Without allowing himself time to change his mind, he went out, jumped in a cab and told the driver to take him to the shop ofAchmed es-Salah in the Khan Khalib. He had good reason to distrust Achmed, but he sold excellent cigarettes. This done, he would at least have time to send a radiogram to Lola before he left Cairo.

And so presently he found himself again passing through those crowded, colourful, dusty streets, listening to cries musical and discordant, the vehicle sometimes nearly running over a tiny donkey and always meeting with some sort of obstruction. Brian found the scene entirely fascinating;

ignored frowning faces, returning their frowns with smiles. He wished he could have made these people understand that he was a friend, that he regretted having to leave so soon a city which he had longed to see. . . .

Achmed sat smoking in the entrance to his cavernous shop.

Brian looked hard into the shadows beyond. But, today, he found no amber eyes watching him.

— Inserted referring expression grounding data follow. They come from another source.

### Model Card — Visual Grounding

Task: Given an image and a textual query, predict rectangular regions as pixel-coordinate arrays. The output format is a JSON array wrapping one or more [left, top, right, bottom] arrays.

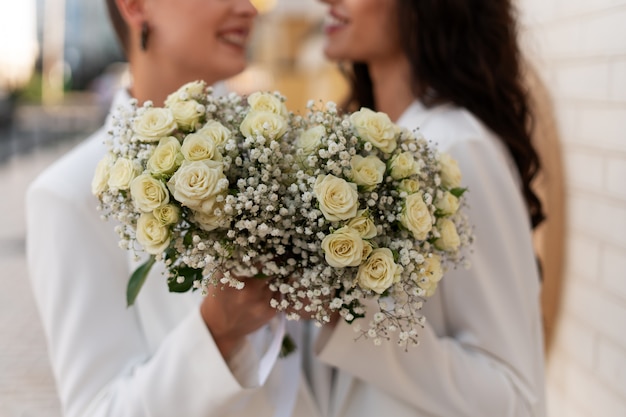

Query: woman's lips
[[324, 12, 349, 35], [218, 29, 250, 48]]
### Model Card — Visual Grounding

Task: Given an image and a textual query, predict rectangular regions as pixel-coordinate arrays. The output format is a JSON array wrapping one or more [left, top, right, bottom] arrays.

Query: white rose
[[181, 133, 222, 161], [240, 111, 288, 139], [347, 210, 377, 239], [92, 154, 114, 196], [196, 120, 232, 147], [170, 99, 204, 131], [313, 174, 359, 222], [247, 92, 288, 117], [356, 248, 403, 294], [130, 173, 170, 212], [419, 254, 443, 297], [147, 136, 183, 176], [400, 192, 433, 240], [167, 160, 226, 213], [435, 191, 460, 215], [321, 227, 365, 268], [107, 157, 138, 190], [435, 218, 461, 252], [192, 206, 228, 231], [398, 178, 421, 194], [133, 108, 177, 142], [350, 155, 386, 191], [349, 108, 397, 153], [296, 125, 325, 155], [153, 204, 180, 226], [165, 80, 206, 106], [362, 241, 373, 260], [136, 213, 171, 255], [389, 151, 419, 180], [439, 153, 462, 189]]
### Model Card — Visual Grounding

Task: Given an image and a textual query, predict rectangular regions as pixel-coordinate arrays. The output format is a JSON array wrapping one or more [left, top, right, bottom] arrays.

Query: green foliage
[[167, 266, 202, 293], [127, 256, 156, 307], [450, 187, 468, 198]]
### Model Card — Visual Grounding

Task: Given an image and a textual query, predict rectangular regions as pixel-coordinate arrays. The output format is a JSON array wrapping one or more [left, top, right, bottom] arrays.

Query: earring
[[140, 22, 150, 51]]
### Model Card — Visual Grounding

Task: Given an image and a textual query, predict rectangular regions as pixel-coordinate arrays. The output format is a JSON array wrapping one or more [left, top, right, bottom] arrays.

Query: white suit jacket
[[27, 92, 546, 417]]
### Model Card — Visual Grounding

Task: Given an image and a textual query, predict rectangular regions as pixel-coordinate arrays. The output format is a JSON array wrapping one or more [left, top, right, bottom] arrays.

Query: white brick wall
[[520, 1, 626, 416]]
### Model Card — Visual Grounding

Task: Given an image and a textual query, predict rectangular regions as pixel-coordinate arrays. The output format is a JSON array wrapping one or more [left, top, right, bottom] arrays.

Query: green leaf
[[450, 187, 468, 198], [279, 334, 297, 358], [183, 231, 194, 247], [167, 267, 202, 293], [127, 256, 156, 307]]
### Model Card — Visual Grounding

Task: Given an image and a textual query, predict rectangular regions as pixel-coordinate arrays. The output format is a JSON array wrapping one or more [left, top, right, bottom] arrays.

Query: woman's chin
[[323, 45, 345, 63]]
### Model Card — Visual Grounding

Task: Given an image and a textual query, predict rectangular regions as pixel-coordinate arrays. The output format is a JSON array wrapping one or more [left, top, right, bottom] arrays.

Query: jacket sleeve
[[317, 137, 546, 417], [26, 184, 282, 417]]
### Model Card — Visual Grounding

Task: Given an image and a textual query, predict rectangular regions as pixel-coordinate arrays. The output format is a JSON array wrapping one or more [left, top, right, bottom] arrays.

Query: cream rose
[[435, 191, 460, 215], [362, 241, 373, 260], [356, 248, 403, 294], [170, 99, 204, 131], [296, 125, 326, 155], [240, 111, 288, 139], [147, 136, 183, 176], [398, 178, 421, 194], [439, 153, 462, 189], [107, 157, 138, 190], [350, 155, 386, 191], [247, 92, 288, 117], [181, 133, 222, 161], [321, 227, 365, 268], [136, 213, 171, 255], [153, 204, 180, 226], [313, 174, 359, 222], [192, 206, 228, 231], [165, 80, 206, 106], [92, 154, 113, 196], [130, 173, 170, 212], [167, 160, 226, 213], [389, 151, 419, 180], [400, 192, 433, 240], [347, 210, 377, 239], [349, 108, 397, 153], [435, 218, 461, 252], [419, 254, 443, 297], [133, 108, 177, 142], [196, 120, 231, 147]]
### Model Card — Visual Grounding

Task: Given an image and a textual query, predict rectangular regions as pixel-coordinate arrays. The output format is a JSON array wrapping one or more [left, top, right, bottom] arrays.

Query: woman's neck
[[368, 55, 414, 122], [128, 57, 219, 107]]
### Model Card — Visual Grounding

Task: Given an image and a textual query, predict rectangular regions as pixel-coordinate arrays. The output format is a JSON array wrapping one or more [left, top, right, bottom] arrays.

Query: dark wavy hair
[[345, 0, 545, 229]]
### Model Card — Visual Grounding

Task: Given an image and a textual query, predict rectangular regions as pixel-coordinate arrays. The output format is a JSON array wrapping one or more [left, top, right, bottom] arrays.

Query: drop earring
[[140, 22, 150, 51]]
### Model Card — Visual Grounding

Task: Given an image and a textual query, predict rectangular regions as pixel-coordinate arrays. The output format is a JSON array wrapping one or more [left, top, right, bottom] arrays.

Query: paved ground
[[0, 137, 83, 417]]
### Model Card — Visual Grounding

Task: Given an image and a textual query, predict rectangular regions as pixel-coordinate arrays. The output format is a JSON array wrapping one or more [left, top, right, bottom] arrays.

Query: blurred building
[[34, 0, 123, 91]]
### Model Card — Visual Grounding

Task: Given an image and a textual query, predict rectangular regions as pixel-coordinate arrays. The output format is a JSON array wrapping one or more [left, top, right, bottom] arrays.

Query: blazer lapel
[[329, 370, 354, 417]]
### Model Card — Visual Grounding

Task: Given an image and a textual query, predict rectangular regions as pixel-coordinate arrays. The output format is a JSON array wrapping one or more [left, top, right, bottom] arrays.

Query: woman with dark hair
[[313, 0, 548, 415]]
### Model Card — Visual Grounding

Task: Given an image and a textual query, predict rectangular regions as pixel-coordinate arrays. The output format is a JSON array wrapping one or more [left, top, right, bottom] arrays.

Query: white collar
[[395, 100, 452, 130], [104, 88, 133, 132]]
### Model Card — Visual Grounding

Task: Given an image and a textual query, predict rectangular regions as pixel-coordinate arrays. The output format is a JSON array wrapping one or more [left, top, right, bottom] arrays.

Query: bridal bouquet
[[93, 81, 300, 305], [93, 81, 473, 349], [273, 101, 473, 347]]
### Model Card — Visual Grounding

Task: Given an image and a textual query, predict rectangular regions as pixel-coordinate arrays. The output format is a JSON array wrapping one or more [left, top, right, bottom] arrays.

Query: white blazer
[[27, 92, 546, 417]]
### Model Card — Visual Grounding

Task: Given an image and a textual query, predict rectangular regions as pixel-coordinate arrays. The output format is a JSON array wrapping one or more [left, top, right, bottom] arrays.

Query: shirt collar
[[104, 88, 133, 132]]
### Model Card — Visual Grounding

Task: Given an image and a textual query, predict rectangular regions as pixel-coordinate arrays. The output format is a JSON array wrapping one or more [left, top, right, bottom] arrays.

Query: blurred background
[[0, 1, 624, 416]]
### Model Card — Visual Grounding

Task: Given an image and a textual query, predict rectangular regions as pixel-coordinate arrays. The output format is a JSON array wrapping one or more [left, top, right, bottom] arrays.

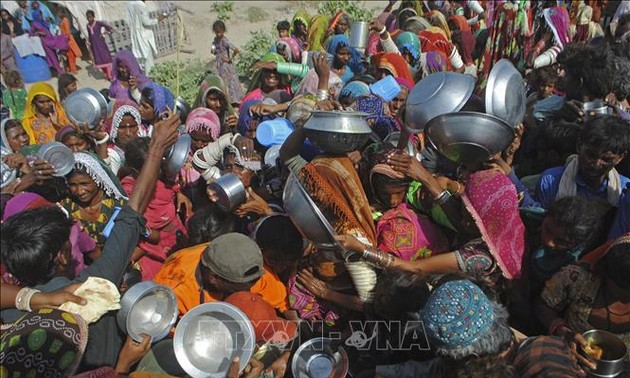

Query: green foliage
[[317, 0, 374, 22], [211, 1, 233, 22], [151, 59, 208, 106], [235, 30, 275, 80], [247, 6, 269, 23]]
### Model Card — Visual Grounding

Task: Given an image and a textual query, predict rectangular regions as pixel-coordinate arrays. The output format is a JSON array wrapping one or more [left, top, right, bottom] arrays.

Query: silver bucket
[[349, 21, 369, 49]]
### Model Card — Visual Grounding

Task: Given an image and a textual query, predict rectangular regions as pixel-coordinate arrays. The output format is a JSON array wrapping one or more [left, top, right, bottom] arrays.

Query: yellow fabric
[[22, 82, 69, 144]]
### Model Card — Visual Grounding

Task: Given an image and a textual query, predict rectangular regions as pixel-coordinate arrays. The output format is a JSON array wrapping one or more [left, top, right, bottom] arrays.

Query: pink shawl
[[461, 170, 526, 279]]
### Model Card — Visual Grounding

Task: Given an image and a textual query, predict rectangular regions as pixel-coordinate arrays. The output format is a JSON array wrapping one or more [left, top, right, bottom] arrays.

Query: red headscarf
[[377, 53, 415, 83]]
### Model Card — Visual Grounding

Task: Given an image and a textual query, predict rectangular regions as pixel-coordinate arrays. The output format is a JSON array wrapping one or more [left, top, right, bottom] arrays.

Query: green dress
[[2, 88, 27, 120]]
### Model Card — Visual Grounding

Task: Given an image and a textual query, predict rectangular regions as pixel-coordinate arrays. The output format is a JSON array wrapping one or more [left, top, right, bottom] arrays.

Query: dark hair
[[255, 215, 303, 259], [558, 44, 616, 99], [60, 129, 95, 151], [276, 20, 290, 31], [86, 10, 94, 17], [539, 120, 580, 157], [373, 271, 430, 320], [3, 118, 22, 133], [212, 20, 226, 32], [3, 70, 23, 88], [546, 197, 604, 250], [140, 87, 156, 110], [578, 115, 630, 155], [57, 73, 77, 101], [120, 137, 150, 179], [186, 205, 235, 246], [1, 207, 72, 286], [601, 240, 630, 289], [530, 66, 557, 87], [99, 88, 110, 103], [613, 57, 630, 102], [204, 88, 228, 115]]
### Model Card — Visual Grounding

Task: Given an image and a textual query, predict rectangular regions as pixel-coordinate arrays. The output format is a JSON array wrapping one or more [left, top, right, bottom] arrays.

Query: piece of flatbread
[[59, 276, 121, 324]]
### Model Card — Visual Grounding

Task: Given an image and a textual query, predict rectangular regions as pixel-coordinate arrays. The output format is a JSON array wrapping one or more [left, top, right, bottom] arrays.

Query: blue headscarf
[[326, 35, 365, 80], [143, 83, 175, 115]]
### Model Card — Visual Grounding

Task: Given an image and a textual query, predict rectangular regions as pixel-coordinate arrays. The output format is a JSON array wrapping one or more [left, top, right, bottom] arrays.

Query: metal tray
[[63, 88, 108, 129], [485, 59, 526, 127]]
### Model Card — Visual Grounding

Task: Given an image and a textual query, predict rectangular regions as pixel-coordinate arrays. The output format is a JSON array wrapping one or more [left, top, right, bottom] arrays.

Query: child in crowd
[[1, 70, 26, 120], [212, 20, 243, 103]]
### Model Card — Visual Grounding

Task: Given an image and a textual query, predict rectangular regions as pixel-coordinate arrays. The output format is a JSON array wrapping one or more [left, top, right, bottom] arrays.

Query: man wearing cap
[[153, 233, 291, 319]]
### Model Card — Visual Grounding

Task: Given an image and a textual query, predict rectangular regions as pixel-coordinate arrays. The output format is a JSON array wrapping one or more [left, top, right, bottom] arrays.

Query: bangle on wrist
[[361, 247, 394, 269], [94, 133, 110, 145], [316, 89, 330, 101], [434, 190, 452, 205], [15, 287, 41, 312], [378, 26, 387, 35]]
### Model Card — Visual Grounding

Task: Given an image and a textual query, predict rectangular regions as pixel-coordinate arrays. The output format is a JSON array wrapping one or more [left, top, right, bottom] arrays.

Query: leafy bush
[[235, 30, 275, 81], [211, 1, 233, 22], [151, 58, 209, 106], [317, 0, 375, 22]]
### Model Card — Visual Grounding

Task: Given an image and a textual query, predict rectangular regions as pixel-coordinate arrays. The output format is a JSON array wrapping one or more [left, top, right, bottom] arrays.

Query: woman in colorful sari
[[61, 151, 128, 251], [120, 137, 187, 280], [292, 10, 310, 51], [22, 82, 70, 145], [28, 8, 67, 75], [240, 52, 291, 109], [326, 35, 356, 83], [103, 99, 145, 174], [527, 5, 571, 70], [355, 95, 401, 141], [180, 107, 221, 188], [448, 15, 476, 69], [337, 167, 526, 287], [275, 37, 302, 64], [376, 52, 415, 83], [535, 234, 630, 373], [366, 148, 449, 261], [108, 50, 151, 102], [194, 74, 238, 134]]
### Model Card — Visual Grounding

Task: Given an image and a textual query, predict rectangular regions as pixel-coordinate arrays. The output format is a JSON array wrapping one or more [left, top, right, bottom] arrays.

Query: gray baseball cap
[[201, 233, 264, 283]]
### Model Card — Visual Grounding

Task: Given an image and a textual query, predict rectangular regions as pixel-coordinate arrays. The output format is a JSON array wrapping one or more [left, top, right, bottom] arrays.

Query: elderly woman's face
[[33, 95, 54, 116], [389, 87, 408, 117], [116, 114, 139, 147], [5, 125, 29, 152], [335, 18, 349, 34], [190, 130, 214, 152], [67, 172, 101, 206]]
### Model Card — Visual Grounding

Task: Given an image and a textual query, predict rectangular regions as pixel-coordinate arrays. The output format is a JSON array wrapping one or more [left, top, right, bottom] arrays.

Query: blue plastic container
[[16, 50, 51, 83], [370, 75, 401, 102], [256, 118, 294, 147]]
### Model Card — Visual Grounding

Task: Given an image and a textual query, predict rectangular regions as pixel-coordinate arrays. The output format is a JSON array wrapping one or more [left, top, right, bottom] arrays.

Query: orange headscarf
[[22, 82, 70, 144], [377, 53, 415, 83]]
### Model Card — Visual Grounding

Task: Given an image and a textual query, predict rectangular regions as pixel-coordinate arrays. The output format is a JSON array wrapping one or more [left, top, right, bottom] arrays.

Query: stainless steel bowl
[[425, 112, 514, 165], [485, 59, 526, 127], [174, 302, 256, 378], [37, 142, 75, 177], [0, 146, 17, 189], [163, 133, 191, 179], [583, 100, 611, 121], [405, 72, 476, 132], [304, 111, 372, 155], [291, 337, 349, 378], [384, 131, 417, 157], [210, 173, 247, 212], [63, 88, 108, 129], [283, 172, 338, 248], [175, 96, 190, 124], [116, 281, 178, 343], [581, 329, 627, 378]]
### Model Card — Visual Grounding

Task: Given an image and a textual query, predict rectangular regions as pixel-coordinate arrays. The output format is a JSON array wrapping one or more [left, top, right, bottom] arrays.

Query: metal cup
[[349, 21, 369, 49], [583, 100, 610, 121]]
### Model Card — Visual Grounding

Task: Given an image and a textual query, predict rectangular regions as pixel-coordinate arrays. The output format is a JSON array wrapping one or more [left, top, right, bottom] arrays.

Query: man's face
[[578, 144, 626, 185]]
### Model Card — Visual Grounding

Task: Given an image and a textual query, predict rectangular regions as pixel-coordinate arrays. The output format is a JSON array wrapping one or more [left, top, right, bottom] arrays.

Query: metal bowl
[[384, 131, 417, 157], [175, 96, 190, 124], [425, 112, 514, 165], [63, 88, 108, 129], [485, 59, 526, 127], [291, 337, 349, 378], [405, 72, 476, 132], [581, 329, 627, 378], [304, 111, 372, 155], [209, 173, 247, 212], [163, 133, 191, 179], [0, 146, 17, 189], [283, 172, 338, 248], [37, 142, 75, 177], [174, 302, 256, 378], [116, 281, 178, 343]]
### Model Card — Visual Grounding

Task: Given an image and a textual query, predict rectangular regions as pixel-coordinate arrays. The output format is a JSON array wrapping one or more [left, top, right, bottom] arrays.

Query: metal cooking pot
[[304, 111, 372, 155], [174, 302, 255, 378], [210, 173, 247, 212], [425, 112, 514, 165], [291, 337, 349, 378], [405, 72, 475, 132], [283, 172, 339, 248], [580, 330, 627, 378], [485, 59, 526, 127], [163, 133, 191, 179], [116, 281, 178, 343], [63, 88, 108, 129]]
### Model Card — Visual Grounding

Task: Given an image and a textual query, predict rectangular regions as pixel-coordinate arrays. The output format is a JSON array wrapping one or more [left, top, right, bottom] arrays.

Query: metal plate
[[292, 337, 349, 378], [163, 134, 191, 179], [0, 146, 17, 189], [117, 281, 178, 343], [210, 173, 247, 212], [36, 142, 75, 176], [174, 302, 255, 378], [63, 88, 108, 129], [485, 59, 526, 127]]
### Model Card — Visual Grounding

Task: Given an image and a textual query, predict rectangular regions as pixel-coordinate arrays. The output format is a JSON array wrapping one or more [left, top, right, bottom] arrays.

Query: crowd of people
[[1, 0, 630, 377]]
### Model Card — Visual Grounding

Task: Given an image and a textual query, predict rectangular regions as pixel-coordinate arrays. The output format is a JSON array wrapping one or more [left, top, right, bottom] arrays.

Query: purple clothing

“Ah, my gentleman!” Achmed greeted him. “You come for my cigarettes. Is it so?”

“It is so. You can mail some to London?”

“Of course. I send many to England, and also to America.”

Brian ordered five hundred Azizas to be sent to Lola, writing the address on a little card which Achmed gave him. He paid the price demanded (which he knew was exorbitant), and a small sum for postage; hurried away. He had kept the cab.

The driver had gone no more than a few hundred yards when he was held up. He had upset and narrowly avoided running over, a very large man riding a very small donkey. The language of the fallen rider, which Brian didn’t understand, was evidently so ornamental, even for an Arab, that a laughing crowd gathered around him. They ignored the driver’s warnings and encouraged the furious victim to further abuse.